А мне все казалось, что весь инцидент был спровоцирован некоторыми лицами, чтобы скомпрометировать Гизенгу.
Неуверенность в провинции росла. Из-за дезертиров положение стало опасным. Как и год назад, они шли на север, в Стэнливиль. Однажды вечером на противоположном берегу реки появились солдаты. Телеграф джунглей — тамтамы — уже сообщил об их приближении по деревням, хотя официальные инстанции упорно молчали. Солдаты подавали сигналы, по-видимому, требуя перевоза. Однако паром был en panne, горючее отсутствовало, к тому же стояла высокая вода. На берег прибежал Маяна и в знак отказа помахал сигнальной лампой. Немного погодя мы услышали выстрелы и свист пуль и возблагодарили половодье.
На телеграф джунглей можно положиться. Я заметил это сразу же после прибытия в больницу. Вскоре туда из ближних и дальних мест потянулись страдавшие грыжей. Пока не было монганги, их некому было оперировать.
Я любил сидеть вечером на веранде и прислушиваться к звукам тамтамов, которые с наступлением ночи передавали новости. Здесь я чувствовал, как бьется пульс истинной Африки. Это действительно были последние неосвоенные районы, где известия еще передавали при помощи тамтамов. Во многих областях Конго тамтамами уже больше не пользуются, хотя у некоторых племен военные барабаны до сих пор в чести и фигурируют на праздниках и торжествах.
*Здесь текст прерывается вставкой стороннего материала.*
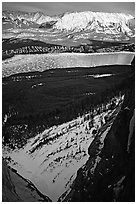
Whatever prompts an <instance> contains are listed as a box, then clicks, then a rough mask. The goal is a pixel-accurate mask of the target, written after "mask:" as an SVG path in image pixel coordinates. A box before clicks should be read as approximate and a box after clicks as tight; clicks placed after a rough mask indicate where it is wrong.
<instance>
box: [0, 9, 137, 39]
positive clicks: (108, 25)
mask: <svg viewBox="0 0 137 204" xmlns="http://www.w3.org/2000/svg"><path fill="white" fill-rule="evenodd" d="M2 20H3V29H8V28H14V29H17V28H31V27H33V28H34V27H35V28H40V29H41V28H42V29H45V31H48V30H50V31H52V32H55V33H58V34H59V33H64V34H66V33H69V34H71V35H72V33H73V34H79V35H80V37H81V38H83V39H84V38H89V39H91V38H93V39H94V36H96V35H97V36H98V35H99V39H105V36H107V38H106V40H108V39H109V40H111V39H113V37H114V36H115V39H121V38H122V39H125V40H128V39H129V38H131V37H133V36H134V34H135V30H134V28H135V25H134V22H135V18H134V17H133V16H132V15H129V14H124V13H103V12H92V11H83V12H73V13H65V14H63V15H59V16H48V15H46V14H43V13H40V12H36V13H24V12H20V11H19V12H11V11H3V17H2ZM50 33H51V32H50ZM66 37H68V38H69V36H66ZM115 39H114V40H115Z"/></svg>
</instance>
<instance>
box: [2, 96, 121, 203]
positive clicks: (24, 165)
mask: <svg viewBox="0 0 137 204" xmlns="http://www.w3.org/2000/svg"><path fill="white" fill-rule="evenodd" d="M114 101H115V105H114V104H113V102H114ZM122 101H123V96H120V97H115V98H114V99H112V100H111V101H110V102H109V103H108V104H105V105H103V104H102V107H101V108H99V107H98V108H97V109H95V110H94V111H93V112H92V113H91V112H89V113H87V114H83V116H79V117H78V118H76V119H74V120H72V121H69V122H67V123H64V124H61V125H59V126H53V127H51V128H49V129H46V130H45V131H44V132H43V133H42V134H38V135H37V136H36V137H34V138H32V139H30V140H28V143H27V145H26V146H24V147H23V148H21V149H15V150H13V151H12V150H11V151H10V150H9V149H8V148H6V147H5V149H4V150H3V156H4V157H8V158H11V159H9V160H10V161H11V163H10V165H11V166H12V167H13V168H15V169H17V170H18V172H19V173H20V174H21V175H22V176H24V177H25V178H28V179H29V180H31V181H32V182H33V183H34V184H35V185H36V187H37V188H38V189H39V190H40V191H41V192H42V193H43V194H45V195H47V196H49V197H50V198H51V199H52V201H57V199H58V198H59V196H60V195H61V194H62V193H64V192H65V191H69V189H70V186H71V184H72V182H73V180H74V179H75V177H76V172H77V170H78V169H79V168H80V167H82V166H83V164H84V163H85V162H86V161H87V159H88V157H89V155H88V147H89V145H90V144H91V142H92V141H93V140H94V138H95V136H96V134H97V133H99V132H100V131H101V130H100V128H102V127H103V125H104V127H103V130H102V131H101V132H102V137H100V148H101V147H102V145H103V141H104V139H105V136H106V134H107V132H108V131H109V129H110V127H111V125H112V121H111V120H113V119H114V118H115V117H116V115H117V113H118V111H119V109H120V106H121V102H122ZM112 104H113V105H114V106H112ZM105 117H107V118H108V120H109V122H108V123H107V122H106V119H105Z"/></svg>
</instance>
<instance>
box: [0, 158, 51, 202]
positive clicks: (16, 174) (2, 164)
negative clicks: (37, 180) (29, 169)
mask: <svg viewBox="0 0 137 204" xmlns="http://www.w3.org/2000/svg"><path fill="white" fill-rule="evenodd" d="M2 201H3V202H40V201H41V202H49V201H51V200H50V199H49V198H48V197H47V196H45V195H43V194H42V193H40V192H39V191H38V190H37V188H36V187H35V186H34V185H33V184H32V183H31V182H30V181H28V180H27V179H24V178H23V177H21V176H20V175H19V174H18V173H17V172H16V171H14V170H13V169H9V168H8V166H7V164H6V162H5V161H4V160H3V161H2Z"/></svg>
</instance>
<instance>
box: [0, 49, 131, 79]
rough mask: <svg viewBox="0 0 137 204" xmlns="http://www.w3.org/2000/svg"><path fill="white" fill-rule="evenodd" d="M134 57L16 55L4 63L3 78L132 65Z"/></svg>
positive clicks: (113, 52)
mask: <svg viewBox="0 0 137 204" xmlns="http://www.w3.org/2000/svg"><path fill="white" fill-rule="evenodd" d="M133 57H134V53H132V52H113V53H92V54H91V53H90V54H84V53H57V54H32V55H16V56H14V57H12V58H10V59H6V60H4V61H2V76H3V77H6V76H9V75H12V74H17V73H23V72H33V71H40V72H42V71H45V70H48V69H56V68H70V67H71V68H76V67H96V66H103V65H116V64H117V65H120V64H121V65H130V64H131V62H132V60H133Z"/></svg>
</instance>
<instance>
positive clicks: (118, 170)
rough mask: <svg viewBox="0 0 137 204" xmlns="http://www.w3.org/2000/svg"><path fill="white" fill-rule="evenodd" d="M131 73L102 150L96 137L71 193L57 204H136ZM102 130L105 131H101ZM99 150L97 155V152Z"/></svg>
mask: <svg viewBox="0 0 137 204" xmlns="http://www.w3.org/2000/svg"><path fill="white" fill-rule="evenodd" d="M134 107H135V106H134V73H132V74H131V76H129V78H128V89H127V90H126V91H125V99H124V102H123V105H122V107H121V110H120V111H119V114H118V115H117V117H116V119H115V120H114V122H113V124H112V126H111V128H110V130H109V131H108V133H107V135H106V138H105V140H104V144H103V147H102V149H101V148H99V147H100V145H101V144H100V143H98V141H99V140H98V138H101V137H103V134H104V133H103V130H102V134H100V135H97V136H96V138H95V140H94V141H93V142H92V143H91V145H90V146H89V149H88V153H89V155H90V157H89V160H88V161H87V163H86V164H85V165H84V166H83V167H82V168H81V169H79V171H78V172H77V177H76V179H75V181H74V183H73V185H72V187H71V191H70V192H69V194H68V195H67V196H66V194H64V195H62V197H60V199H59V201H62V200H63V201H70V202H75V201H77V202H82V201H83V202H89V201H94V202H107V201H109V202H112V201H120V202H133V201H135V166H134V164H135V153H134V150H135V148H134V147H135V146H134V145H135V137H134V136H135V126H134ZM104 129H105V127H104ZM99 150H100V151H99Z"/></svg>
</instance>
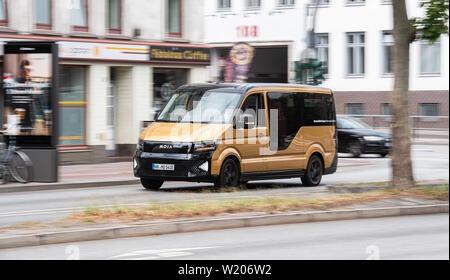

Тамтам для передачи известий представляет собой полый ствол длиной в два-три метра, закрытый с обеих сторон, с продольной прорезью посредине, как в почтовом ящике. Края прорези имеют разную толщину, благодаря чему при ударе колотушкой из тамтама можно извлечь более звонкий или глухой звук. Ничего подобного азбуке Морзе здесь нет: тамтам передает целые фразы. Точно так же можно отбивать знакомую мелодию на тарелке. Как опытный радист слушает дробь аппарата Морзе, опытный барабанщик выслушивает сообщение и передает его дальше. Он сохраняет акцептацию и высоту тона, иначе могут возникнуть недоразумения. Например, вместо «Азоо — ламбе — бвили», что означает «Вода выходит из берегов», он может передать «Азо — ола — мбевили» — «Бабушка умерла».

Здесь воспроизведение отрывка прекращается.